February 6, 2020

From Gerald R. Lucas

Rabbit Hole

Dad wrote to me via email today.

There’s nothing unusual about that, really. His correspondence has decreased over the years. He used to be an avid letter-writer—and a good one. He took to email OK, but his electronic epistles never reached the quality of his snail-mail ones. In the last few years, I don’t get much communication from him. He’ll turn 82 this month, and he’s been losing his hearing for a while now which makes phone calls or FaceTime difficult. Like many elderly folks, Dad seems to be withdrawing from the world gradually.

A clown? By Henry.

Part of his recent difficulties have involved some memory loss. I attribute 90% of this to alcohol. That said, he stopped drinking in 2014 and his cognitive abilities have much improved. However, there are some blanks in his memory which is where today’s email comes in.

Specifically, Dad asked me about two events that he any I attended together: his brother Elwood’s funeral in 1998 and his sister’s memorial in 2014. His request was simple: “When you have the time, I would really appreciate some details, starting with dates.” No problem, right?

I went looking for artifacts that could help my own memory. I knew I was in grad school when Elwood died, but I couldn’t find anything else to help. The trip to Ohio was a bit easier. Dad’s sister Nancy died six months (July 3, 2014) after her husband John (April 6, 2014). Instead of a funeral for either, their children and grandchildren arranged a memorial for both of them on August 16, 2014. Dad asked me to drive up with him.
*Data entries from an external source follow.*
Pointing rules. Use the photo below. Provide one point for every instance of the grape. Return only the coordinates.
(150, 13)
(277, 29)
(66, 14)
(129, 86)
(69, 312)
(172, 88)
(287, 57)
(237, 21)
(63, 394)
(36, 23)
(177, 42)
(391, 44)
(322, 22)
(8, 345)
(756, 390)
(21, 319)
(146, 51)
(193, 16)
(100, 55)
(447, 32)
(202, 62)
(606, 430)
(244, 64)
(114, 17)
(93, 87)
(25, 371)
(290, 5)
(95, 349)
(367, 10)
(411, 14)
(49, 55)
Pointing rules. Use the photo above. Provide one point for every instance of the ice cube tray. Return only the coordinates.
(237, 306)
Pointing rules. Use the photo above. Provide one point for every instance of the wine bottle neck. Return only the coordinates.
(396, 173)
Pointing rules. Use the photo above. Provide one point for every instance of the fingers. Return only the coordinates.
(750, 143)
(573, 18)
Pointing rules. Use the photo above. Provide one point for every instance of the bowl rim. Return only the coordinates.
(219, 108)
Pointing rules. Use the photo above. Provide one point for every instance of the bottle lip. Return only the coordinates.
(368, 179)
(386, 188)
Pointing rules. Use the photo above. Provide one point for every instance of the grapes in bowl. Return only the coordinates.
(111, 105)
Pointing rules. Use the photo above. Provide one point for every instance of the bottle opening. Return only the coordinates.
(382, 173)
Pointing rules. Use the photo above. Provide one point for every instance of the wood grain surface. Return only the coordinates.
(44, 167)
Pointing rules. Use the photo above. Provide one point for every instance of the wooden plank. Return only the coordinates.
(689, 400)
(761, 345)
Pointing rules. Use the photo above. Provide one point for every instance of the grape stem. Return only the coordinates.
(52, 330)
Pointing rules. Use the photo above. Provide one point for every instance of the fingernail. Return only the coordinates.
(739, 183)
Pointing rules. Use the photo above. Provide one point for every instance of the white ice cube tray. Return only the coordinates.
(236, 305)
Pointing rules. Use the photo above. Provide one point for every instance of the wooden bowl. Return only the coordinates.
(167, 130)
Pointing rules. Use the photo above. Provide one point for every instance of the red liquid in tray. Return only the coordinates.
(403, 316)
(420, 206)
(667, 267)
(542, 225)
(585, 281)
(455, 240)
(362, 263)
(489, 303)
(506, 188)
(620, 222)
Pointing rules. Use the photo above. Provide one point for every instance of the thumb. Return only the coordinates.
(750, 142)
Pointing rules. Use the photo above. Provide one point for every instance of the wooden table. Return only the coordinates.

He suggested we share the driving responsibilities, but I did most of it from Pigeon Forge, TN to Newark, OH. Dad, as he is wont to do, started telling me stories. About half-way through the first one, I realized that my iPhone could record him, so I got about thirty minutes of goodness, dated August 15, 2014—a day (I think) before the memorial.

That’s not the rabbit hole, however.

While searching for said artifacts, I began to uncover other digital bits of nostalgia, including a PDF called “Descendants of Thomas Schley” prepared by Thomas W. Lucas, Sr. The entrance. Coupled with my look for what Dad asked about, I was sucked in.

So, I found a transcript of my grandfather’s diary from 1945 that Dad had sent a few years ago. I decided to post it, and annotate using the info in Tom Lucas’ (my cousin) ancestry research. It took all morning, when I really needed to be attending to other matters, like grading . . .

Tom’s document was fascinating, and I was able to annotate W. D.’s diary. It led me to thinking that I should do some documenting of what I know and what I could know. I asked Mom to send me a biography of herself, and I’m going to ask Dad to do the same. Then, I’ll enlist them to begin sending me info on what they know about their families. Maybe they’ll cooperate, but whatever I can get will be a start. I have some great photos; maybe I can get them to tell me about those.

I started a Family page. I figure I can begin a rudimentary family tree. I feel like I need to do some genealogical research first on collecting, cataloging, and presenting information. I need to find a good visual way to present the tree. Wikipedia has some. I think I’ll have a bio page for every family member, then a index to present the tree in a visual way.

Oh, lordy. What have I done?


[Here’s what I sent to Dad.]

Elwood died December 26, 1998. You flew down, I believe, because you paid for me to rent a red Mustang, so I could drive from Tampa to Ft. Pierce and act as chauffeur. I don’t think you specifically requested a red Mustang, but it worked out that way though a deal, or something.

The funeral was as expected: Dee and Elwoods girls spoke. I remember a couple of dozen attendees, many of whom came back to Dee’s for a reception. I believe both of your brothers came, though I certainly know that Harry was there, as he and I got into a—let’s say “discussion”—about the Microsoft antitrust trial happening at the time. Even after that, he did invite us to come see him in Texas. I wish we had.

That’s about all I recall from 1998. I wish I had written more down. Our trip to Nancy and John’s memorial is a bit clearer.

Again, our journey began with a rental—this time a Chevy Malibu—that I drove to TN to get you. We took turns driving to OH, and you told me some stories along the way. I have some of these recorded that I can send you, if you're interested. We drove up on August 15, 2014, for the memorial that was held at Jeff and Debbie’s house the next day. We stayed at Dave and Louanne’s house on the lake.

The memorial was very nice. Louanne, Tyler, and Barry spoke before you took the mic. You started with a joke—“I wish I had my T.V. here . . . because that’s where I left the copy of the speech I wrote for today” (or something like that). You talked about how much both Nancy and John meant to you in your life—how much John in particular helped you when you were young and making a move to Ohio. It was a good speech, and well received by all.

We socialized with the family into the evening, and I think we drove back to TN the next day. It was a good trip.